Thursday, February 18

Jeremiah 29:4-9 This is what the Lord Almighty, the God of Israel, says to all those I carried into exile from Jerusalem to Babylon: “Build houses and settle down; plant gardens and eat what they produce. Marry and have sons and daughters; find wives for your sons and give your daughters in marriage, so that they too may have sons and daughters. Increase in number there; do not decrease. Also, seek the peace and prosperity of the city to which I have carried you into exile. Pray to the Lord for it, because if it prospers, you too will prosper.”


St. George's United Methodist Church, Philadelphia. Black lay preachers Allen and Jones drew a large community of black worshipers to the congregation. Racial tensions flared, most notably in a seating policy segregating black members into a newly constructed upstairs gallery, without notification. The next Sunday in 1787, white ushers attempted to forcibly drag a black member of the church, Absolem Jones, to a different pew. This ultimately resulted in the formation of the African Methodist Episcopal denomination.

Christians are called to be prophetic voices to the dominant culture yet too often Christians operate within the framework of American exceptionalism or succumb to the idea that America a Christian nation. Left unchecked Christian exceptionalism becomes Christian nationalism. In Bring the War Home: the White Power Movement and Paramilitary America, historian Dr. Kathleen Belew writes: “Founded by Robert Millar in 1973, Elohim City – “City of God,” in Hebrew – consisted of some seventy-five white separatists living on a 400-acre wooded compound, mostly in trailers parked on cement slabs. Residents trained with homemade napalm, Claymore mines, grenades, assault rifles, AR-15s, and Ruger Mini-14s…Millar preached Christian Identity and separatism, and said that the wealth of the white race proved that they were God’s chosen people.”


Action step: today, with brutal honesty ask yourself is your sanctuary a Christian sanctuary or an American Christian sanctuary? Is your sanctuary a Christian sanctuary or a white Christian sanctuary? What is the history of your building? What objects and images fill its spaces?

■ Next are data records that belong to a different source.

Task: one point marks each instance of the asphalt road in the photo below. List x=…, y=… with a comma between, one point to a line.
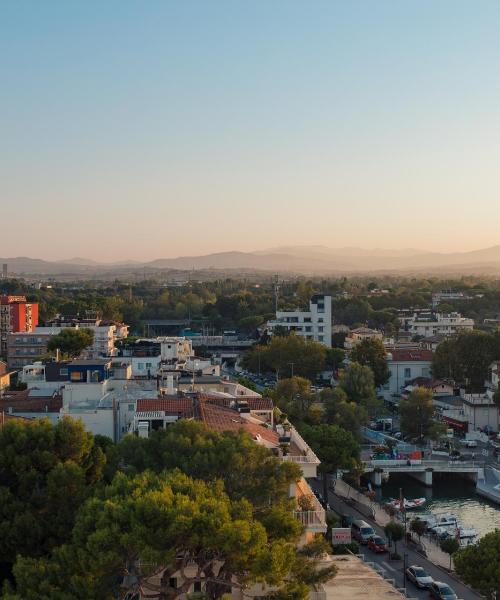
x=394, y=569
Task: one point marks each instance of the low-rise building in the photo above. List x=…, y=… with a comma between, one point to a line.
x=359, y=334
x=405, y=366
x=314, y=324
x=431, y=324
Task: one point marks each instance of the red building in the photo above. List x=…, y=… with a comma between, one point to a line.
x=16, y=315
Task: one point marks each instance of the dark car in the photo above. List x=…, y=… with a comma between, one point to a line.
x=346, y=520
x=442, y=591
x=377, y=544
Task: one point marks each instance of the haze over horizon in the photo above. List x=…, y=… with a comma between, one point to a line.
x=156, y=130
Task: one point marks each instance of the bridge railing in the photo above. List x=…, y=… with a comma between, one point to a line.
x=418, y=465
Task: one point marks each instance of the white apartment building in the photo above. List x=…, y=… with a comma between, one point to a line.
x=358, y=335
x=175, y=349
x=314, y=324
x=429, y=324
x=405, y=365
x=446, y=296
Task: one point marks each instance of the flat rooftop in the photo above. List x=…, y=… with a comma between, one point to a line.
x=355, y=579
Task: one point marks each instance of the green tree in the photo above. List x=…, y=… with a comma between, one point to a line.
x=335, y=447
x=247, y=469
x=450, y=546
x=294, y=397
x=371, y=353
x=151, y=527
x=71, y=341
x=340, y=411
x=416, y=413
x=335, y=357
x=479, y=564
x=395, y=532
x=46, y=473
x=466, y=358
x=358, y=383
x=287, y=356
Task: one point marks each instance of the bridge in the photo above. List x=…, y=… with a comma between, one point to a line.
x=422, y=470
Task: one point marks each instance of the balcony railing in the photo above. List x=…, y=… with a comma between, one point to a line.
x=311, y=518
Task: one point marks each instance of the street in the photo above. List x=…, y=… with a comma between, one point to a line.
x=395, y=569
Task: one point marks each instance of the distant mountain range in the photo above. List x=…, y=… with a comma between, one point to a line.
x=312, y=260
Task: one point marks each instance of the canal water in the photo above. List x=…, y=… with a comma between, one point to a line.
x=451, y=495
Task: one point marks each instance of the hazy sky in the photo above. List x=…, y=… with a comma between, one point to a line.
x=143, y=129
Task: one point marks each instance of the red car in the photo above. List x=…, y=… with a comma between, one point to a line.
x=377, y=544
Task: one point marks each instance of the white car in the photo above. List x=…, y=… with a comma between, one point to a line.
x=419, y=576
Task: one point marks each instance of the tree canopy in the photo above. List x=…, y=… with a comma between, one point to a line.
x=479, y=564
x=287, y=356
x=46, y=473
x=416, y=413
x=466, y=358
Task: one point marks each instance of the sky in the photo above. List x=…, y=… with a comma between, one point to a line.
x=139, y=130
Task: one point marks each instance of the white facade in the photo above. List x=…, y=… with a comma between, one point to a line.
x=314, y=324
x=175, y=349
x=404, y=366
x=439, y=324
x=358, y=335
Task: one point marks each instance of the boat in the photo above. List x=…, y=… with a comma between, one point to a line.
x=408, y=504
x=443, y=520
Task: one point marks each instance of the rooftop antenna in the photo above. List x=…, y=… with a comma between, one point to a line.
x=276, y=291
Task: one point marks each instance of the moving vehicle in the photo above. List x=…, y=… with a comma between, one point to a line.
x=361, y=531
x=346, y=520
x=442, y=591
x=471, y=444
x=419, y=576
x=377, y=544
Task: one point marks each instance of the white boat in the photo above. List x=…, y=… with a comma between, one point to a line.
x=408, y=504
x=443, y=520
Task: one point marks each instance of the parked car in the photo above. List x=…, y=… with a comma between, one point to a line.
x=419, y=576
x=442, y=591
x=346, y=520
x=377, y=544
x=361, y=531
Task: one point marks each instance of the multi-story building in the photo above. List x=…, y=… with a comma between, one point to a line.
x=430, y=324
x=359, y=334
x=16, y=315
x=447, y=296
x=314, y=324
x=24, y=348
x=404, y=367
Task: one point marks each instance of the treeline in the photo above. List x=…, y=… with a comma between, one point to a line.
x=81, y=517
x=243, y=305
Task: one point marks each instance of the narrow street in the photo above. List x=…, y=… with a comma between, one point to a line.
x=394, y=569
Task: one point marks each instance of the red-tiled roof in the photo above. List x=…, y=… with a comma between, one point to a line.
x=173, y=405
x=253, y=402
x=226, y=419
x=410, y=355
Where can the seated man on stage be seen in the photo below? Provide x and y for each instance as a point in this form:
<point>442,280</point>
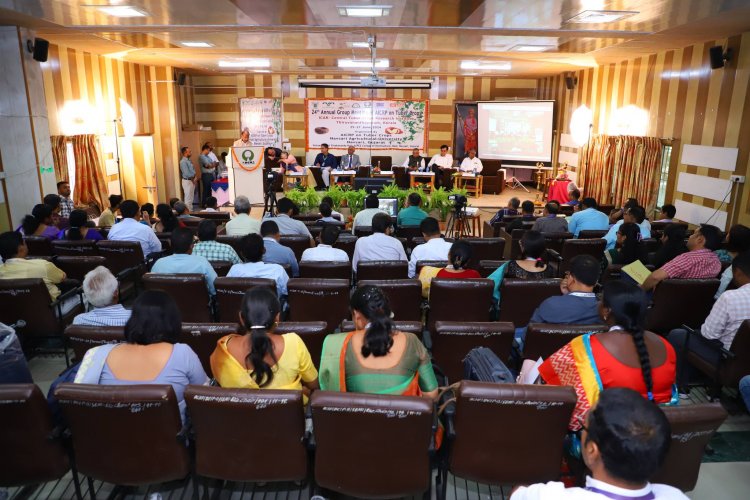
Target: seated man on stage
<point>439,164</point>
<point>471,163</point>
<point>326,162</point>
<point>414,162</point>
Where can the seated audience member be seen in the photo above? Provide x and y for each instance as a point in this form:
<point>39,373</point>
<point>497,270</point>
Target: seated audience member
<point>434,247</point>
<point>532,265</point>
<point>211,204</point>
<point>737,242</point>
<point>578,303</point>
<point>276,253</point>
<point>242,224</point>
<point>574,196</point>
<point>635,215</point>
<point>377,359</point>
<point>211,249</point>
<point>168,221</point>
<point>39,223</point>
<point>667,213</point>
<point>285,209</point>
<point>380,245</point>
<point>77,229</point>
<point>588,218</point>
<point>150,353</point>
<point>721,325</point>
<point>412,215</point>
<point>672,245</point>
<point>107,217</point>
<point>550,222</point>
<point>252,251</point>
<point>129,229</point>
<point>625,356</point>
<point>101,290</point>
<point>364,217</point>
<point>13,251</point>
<point>459,256</point>
<point>325,252</point>
<point>260,358</point>
<point>698,262</point>
<point>624,442</point>
<point>626,248</point>
<point>182,260</point>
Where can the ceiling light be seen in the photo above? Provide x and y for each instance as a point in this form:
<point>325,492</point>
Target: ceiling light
<point>119,10</point>
<point>482,65</point>
<point>601,16</point>
<point>364,10</point>
<point>246,63</point>
<point>363,63</point>
<point>197,45</point>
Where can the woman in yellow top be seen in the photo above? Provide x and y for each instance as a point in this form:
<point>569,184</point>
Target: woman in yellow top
<point>262,359</point>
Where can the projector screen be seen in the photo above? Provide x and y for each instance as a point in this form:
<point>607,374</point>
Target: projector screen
<point>515,130</point>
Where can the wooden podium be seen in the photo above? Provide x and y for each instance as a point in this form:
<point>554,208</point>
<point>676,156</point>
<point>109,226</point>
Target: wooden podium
<point>246,173</point>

How can you as a leader not hide these but shine light on them as objects of investigation and discussion?


Prayer:

Dear God,

In the effort to dismantle racism, I understand that I struggle not merely against flesh and blood but against powers and principalities – those institutions and systems that keep racism alive by perpetuating the lie that some members of our family are inferior and others superior.

Create in me a new mind and heart that will enable me to see brothers and sisters in the faces of those divided by racial categories.

Give me the grace and strength to rid myself of racial stereotypes that oppress some in my family while providing entitlements to others.

Help me to create a nation that embraces the hopes and fears of oppressed people of color where we live, as well as those around the world.

Help me to heal your family making me one with you and empowered by your Holy Spirit.